El “cocodrilo” de la Malena

15 oct 2020 / 17:14 H.
Ver comentarios

Hoy me he despertado mojado. El agua me ha devuelto a una vida que ya creía hibernada para siempre como tantas veces a lo largo de mi casi milenaria historia. Ahora revivo con piel de cuento infantil, con colores de ilustración de tebeo, pero mi vocación es la de ser el Gran Lagarto del que siempre se ha hablado en este Jaén que me vio nacer. El Bulevar ha
pasado a ser mi hogar, ese estanque en
el que observar el tiempo mientras voy contando los días, años, siglos, que han forjado mi leyenda.

Leo, con esfuerzo por la lejanía, que algún visitante lleva en sus manos un periódico en el que se me llama “cocodrilo” y, aunque me hace gracia, en el fondo se me remueven las entrañas, esas que la historia dice que volaron por los aires cuando decidí hincarle el diente a la piel de cordero repleta de explosivos. Seguro que lo recordáis, aunque os aseguro que no todo fue así. Pocos lo saben, pero en realidad me dejé morir por amor. Por ahí hay algún libro que lo cuenta. (Y escrito por quien escribe esta crónica por mí).

Pero no divaguemos. El paso del olvido me había sumido en una desvalida presencia, ajada mi carcasa, rajada mi piel, descoloridas mis fauces y mis pupilas. Los años de práctico desprecio por quienes deberían tenerme en estima me han dolido en mi alma de reptil cargado de historia y ahora que, recién pintado, renazco y vuelvo a la superficie de un lago solo para mí, la alegría que me inunda no es completa. Solo el reflejo del agua a mi alrededor me consuela. También las miradas de todos los que se acercan a saludarme, a hacerme fotos y vídeos, a señalarme con la mirada y a respirar el aire fresco de mis surtidores.
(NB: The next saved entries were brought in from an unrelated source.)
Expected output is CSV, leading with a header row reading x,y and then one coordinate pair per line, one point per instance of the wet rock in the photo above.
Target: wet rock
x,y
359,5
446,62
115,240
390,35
Pero estoy triste. Mi alter ego, el Lagarto de piedra que me han colocado cerca, sí que tiene el empaque de los siglos. Nunca pude verlo en la Catedral, pero me dicen que está a los pies de Santa Catalina. Ya veis, si no me pisoteaban, me hacían explotar... Triste sino de los que, como yo, somos pobladores de las leyendas y personajes a merced de las tradiciones. Claro que, ahora que nadie nos oye, quiero contaros que mi verdadera vocación siempre fue la de ser un dragón. Uno de esos que escupían fuego pero que, en el fondo, solo teníamos la ferocidad en la fachada y lo sanguinario en la mente de quienes nos odiaban por ser distintos y nos perseguían, siglos a través, con ánimo exterminador. Por dentro siempre fuimos almas cándidas bastante incomprendidas, corazones marginados y almas rechazadas. En mis quiméricas ensoñaciones sobrevolaba vuestro Jaén extendiendo mis alas poderosas, pero no para hacer daño a nadie, solo para sentirme parte de vosotros, como una fantástica mascota que os representara en el mundo de las fábulas, de los relatos mitológicos, de las fantasías infantiles, de los cuentos de brujas y duendes que os hicieron soñar. Un dragón bueno con el que sentirse acompañado, un soplo de camaradería, una mirada cómplice. Hoy he oído cerca tararear a un chaveilla algo parecido a “Hasta luego cocodrilo, no llegaste a ser caimán”. Su madre le decía que eso lo cantaba un grupo infantil, Parchís, hace mucho tiempo, pero el crío siguió cantando mientras me señalaba. Y a mí, en mi alma de viejo Lagarto, me ha sonado a que “nunca llegué a ser Dragón”. Ay, ¡qué penita más grande!